Teaching a child self-control: ways for all ages

According to a new study published in Psychological Science, the journal of the Psychological Science Association, children who learn self-control from their parents not only learn the skill quickly, but also retain it for life.

The researchers also found that children with self-control skills show more attention to complex tasks and easily suppress impulsive behavior. As adults, they spend 40% less time looking for work than those who, as children, were not distinguished by exemplary behavior.

How to teach a child self-control 

Self-control is a fundamental resource in the life of every person. First of all, it allows you to avoid “getting into trouble”, because it promotes calmness even in the most difficult situations. By avoiding scandals, a person establishes and maintains connections that, without the necessary skill, are easily destroyed. In addition, children with poor self-control during adolescence easily succumb to peer pressure and may cross the line of antisocial behavior or exhibit alcohol and drug use.

Although most children achieve certain abilities at different ages, it is also true that some of them acquire self-control earlier than their peers. However, parents will have to try for this, since it is they who set the right example, and the child, observing the reaction of an adult under difficult circumstances, draws conclusions for himself. Let’s look at the points, what actions will help to cultivate self-control in a child.

1. The first way to teach children self-control is, as we have said, the example of adults. If the parent himself gives up in a difficult situation, for example, immediately starts swearing, screaming without really understanding the reasons, which often happens, then there is a 100% chance that the little heir will show the same traits.

It is important not to succumb to such a temptation in the case when the child is annoying. The best way to deal with emotions is to ignore them if no amount of asking is helping to correct the behavior. Thus, the pupil receives a valuable rule – no matter what happens, always be calm. It also helps prevent unwanted behavior in the future, as threats only reinforce pampering or unnecessary pushiness. Using the method, you should take into account age, emotional and cognitive abilities and help the child correct behavior.

2. Up to 2 years. Very young children are often frustrated by the “I want to but can’t” inconsistency and for this reason end up in an irritable state that is passed on to parents. Crying, throwing, hysteria – it is difficult, but it is necessary to endure. Usually, a small child stops crying when offered a pleasant distracting stimulus, such as a bright book, a new toy. As the second year of life approaches, it is recommended to use short “time-outs” – a capricious person can be taken to his room, asking him to return after he has calmed down. The method shows that outbursts of anger have consequences and it is better to spend time alone when you feel especially annoyed, so as not to spoil the mood of others or break off relationships.

3. 3 to 5 years. The “time out” method should last no more than five minutes, or less if the misbehavior ended early. For some whims, the period of loneliness can be slightly increased by taking in hugs after the mood is normalized. At this age, the child understands the requirements and the request to restrain himself is more than appropriate.
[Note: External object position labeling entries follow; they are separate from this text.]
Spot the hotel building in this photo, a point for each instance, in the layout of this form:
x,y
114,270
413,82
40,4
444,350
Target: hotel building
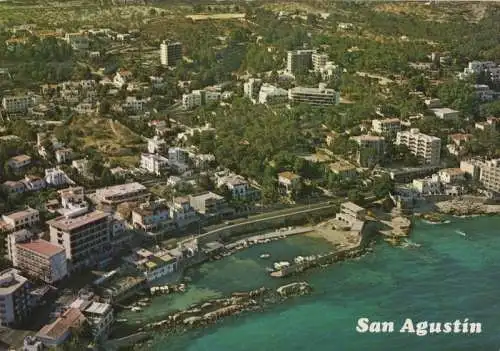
x,y
114,195
14,297
42,260
86,239
314,96
427,148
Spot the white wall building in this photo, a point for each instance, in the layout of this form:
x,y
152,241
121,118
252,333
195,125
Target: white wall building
x,y
269,94
425,147
314,96
42,260
154,163
15,299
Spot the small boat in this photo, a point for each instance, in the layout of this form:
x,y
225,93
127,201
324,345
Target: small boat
x,y
281,265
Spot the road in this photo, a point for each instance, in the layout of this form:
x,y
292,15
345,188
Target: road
x,y
267,216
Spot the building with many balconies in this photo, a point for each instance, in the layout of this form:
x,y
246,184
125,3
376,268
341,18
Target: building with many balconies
x,y
427,148
86,238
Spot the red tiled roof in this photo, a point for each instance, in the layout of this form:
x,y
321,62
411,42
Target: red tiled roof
x,y
42,247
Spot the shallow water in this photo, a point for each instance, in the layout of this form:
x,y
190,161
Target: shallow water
x,y
449,277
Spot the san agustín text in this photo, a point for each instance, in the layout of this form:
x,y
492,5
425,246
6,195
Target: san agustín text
x,y
420,328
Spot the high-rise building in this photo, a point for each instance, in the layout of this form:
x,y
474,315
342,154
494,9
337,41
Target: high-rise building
x,y
371,149
170,53
299,61
319,60
14,297
427,148
85,238
489,174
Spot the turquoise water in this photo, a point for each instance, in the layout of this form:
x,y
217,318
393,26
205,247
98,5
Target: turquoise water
x,y
449,277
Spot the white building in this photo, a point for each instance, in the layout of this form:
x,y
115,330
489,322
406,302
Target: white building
x,y
42,260
133,104
388,126
18,104
20,220
156,145
17,163
445,113
269,94
299,61
425,147
451,175
12,239
121,78
85,238
34,183
182,212
371,149
314,96
15,297
154,163
63,155
427,186
239,187
251,88
199,98
114,195
56,177
78,41
490,174
170,53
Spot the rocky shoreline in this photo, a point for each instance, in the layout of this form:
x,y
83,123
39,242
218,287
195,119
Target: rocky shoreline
x,y
207,313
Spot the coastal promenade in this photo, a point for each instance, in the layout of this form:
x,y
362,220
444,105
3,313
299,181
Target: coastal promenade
x,y
266,220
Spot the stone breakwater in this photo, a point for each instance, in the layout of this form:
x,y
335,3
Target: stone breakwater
x,y
210,312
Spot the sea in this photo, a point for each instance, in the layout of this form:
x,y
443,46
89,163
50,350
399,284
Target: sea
x,y
454,274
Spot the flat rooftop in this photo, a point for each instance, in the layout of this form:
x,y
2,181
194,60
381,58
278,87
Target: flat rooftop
x,y
42,247
68,224
122,189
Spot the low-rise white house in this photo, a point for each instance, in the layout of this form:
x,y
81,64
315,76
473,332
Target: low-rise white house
x,y
445,113
451,175
154,163
19,162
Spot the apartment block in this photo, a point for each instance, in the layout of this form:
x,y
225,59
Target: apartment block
x,y
18,104
209,204
425,147
314,96
199,98
15,298
42,260
153,217
251,88
371,149
17,163
170,53
114,195
20,220
154,163
269,94
319,60
299,61
388,126
489,174
85,238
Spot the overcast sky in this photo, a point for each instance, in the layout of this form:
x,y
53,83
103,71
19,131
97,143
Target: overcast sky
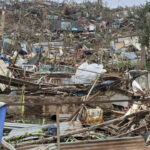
x,y
123,3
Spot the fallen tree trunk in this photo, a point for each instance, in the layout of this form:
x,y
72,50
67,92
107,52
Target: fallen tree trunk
x,y
50,139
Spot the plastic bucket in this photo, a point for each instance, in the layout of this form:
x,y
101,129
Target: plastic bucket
x,y
2,118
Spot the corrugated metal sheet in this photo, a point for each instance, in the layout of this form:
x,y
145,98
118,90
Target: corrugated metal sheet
x,y
116,144
136,143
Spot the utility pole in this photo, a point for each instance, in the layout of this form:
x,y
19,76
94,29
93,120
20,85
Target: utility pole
x,y
2,23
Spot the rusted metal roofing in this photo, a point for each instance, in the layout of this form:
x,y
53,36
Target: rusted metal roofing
x,y
136,143
133,143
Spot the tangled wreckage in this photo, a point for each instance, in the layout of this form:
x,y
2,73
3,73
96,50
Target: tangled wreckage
x,y
91,107
62,88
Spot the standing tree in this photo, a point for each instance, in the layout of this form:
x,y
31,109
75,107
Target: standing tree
x,y
142,23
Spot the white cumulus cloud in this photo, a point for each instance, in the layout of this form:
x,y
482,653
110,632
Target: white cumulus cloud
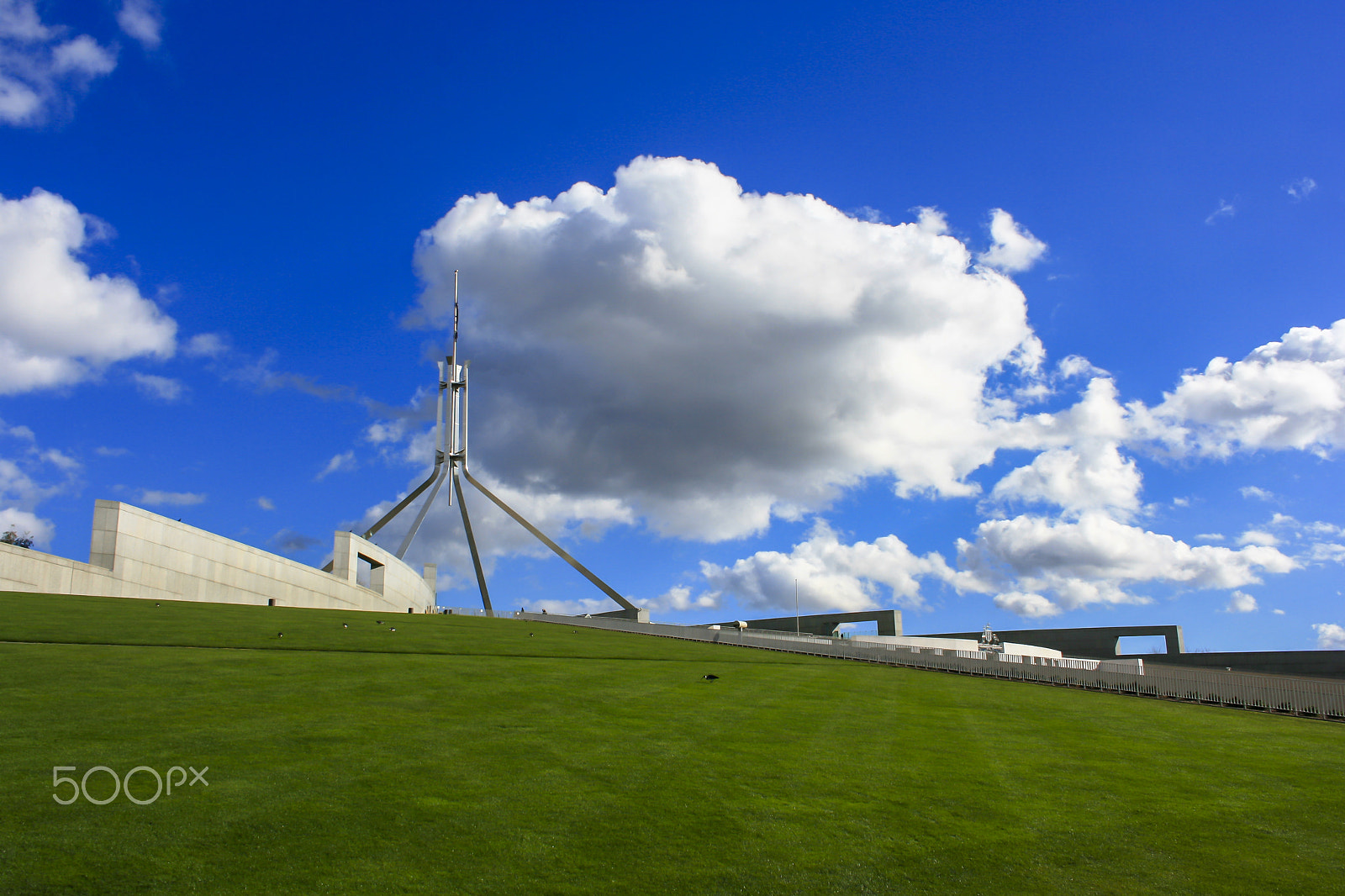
x,y
1015,249
42,67
155,498
61,324
1329,636
1301,188
159,387
1096,560
345,461
716,356
831,575
26,524
1284,394
143,20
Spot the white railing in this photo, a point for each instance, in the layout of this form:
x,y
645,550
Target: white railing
x,y
1246,690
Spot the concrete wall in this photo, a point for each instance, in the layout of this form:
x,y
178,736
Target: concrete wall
x,y
134,553
1306,663
825,625
957,643
1093,643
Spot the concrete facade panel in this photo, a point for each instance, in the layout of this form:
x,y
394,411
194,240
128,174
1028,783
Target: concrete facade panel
x,y
134,553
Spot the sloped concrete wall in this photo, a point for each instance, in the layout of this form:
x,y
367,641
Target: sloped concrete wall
x,y
134,553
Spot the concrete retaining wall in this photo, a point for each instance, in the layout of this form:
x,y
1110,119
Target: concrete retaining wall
x,y
134,553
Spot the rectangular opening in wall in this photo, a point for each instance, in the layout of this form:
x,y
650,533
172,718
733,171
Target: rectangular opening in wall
x,y
370,573
1141,645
4. 6 to 9 years old. At the age of 6, children usually start attending elementary school, where there are usually stricter rules than in kindergarten, and soon, your ward notices the consequences of certain behavior, he learns to control himself and make the right choice. It is time to teach the student the most effective strategies. For example, stop and think before you act. Or, study with him, different ways of responding to certain situations, evaluating the possible consequences, both negative and positive. One of these ways is to relax in a stressful environment or change activities to distract from negative thoughts.

5. From 10-12 years old. Children of this age can now analyze an action and anticipate its outcome. It is important to encourage young people to talk about situations in which control is lost and to find a way out as a family. Finding out the real reason, the methods of self-control found, greatly facilitate the understanding of what is happening and increase the likelihood of a calm reaction to a difficult situation.

6. From 13 to 15 years old. Adolescents are not always able to appreciate the long-term consequences of actions. Here it is necessary to encourage the development of visualization skills, the expression of thoughts and feelings.

It may happen that, despite our attempts to help, the child sometimes loses control or loses his temper in situations where we do not expect it. This should not be a cause for concern, and young children find it difficult to control behavior when they are tired, hungry, or not feeling well. And of course, one should not condemn for expressing dissatisfaction, but calmly explain the possible consequences.

However, when the pupil is prone to frequent polemical behavior, we notice that he often behaves antisocially, impulsively, or outbursts of anger occur regularly and last more than 10 minutes, it is likely that our help is not enough. Then you will need to consult with a specialist, primarily a pediatrician, since such manifestations may indicate neurological abnormalities.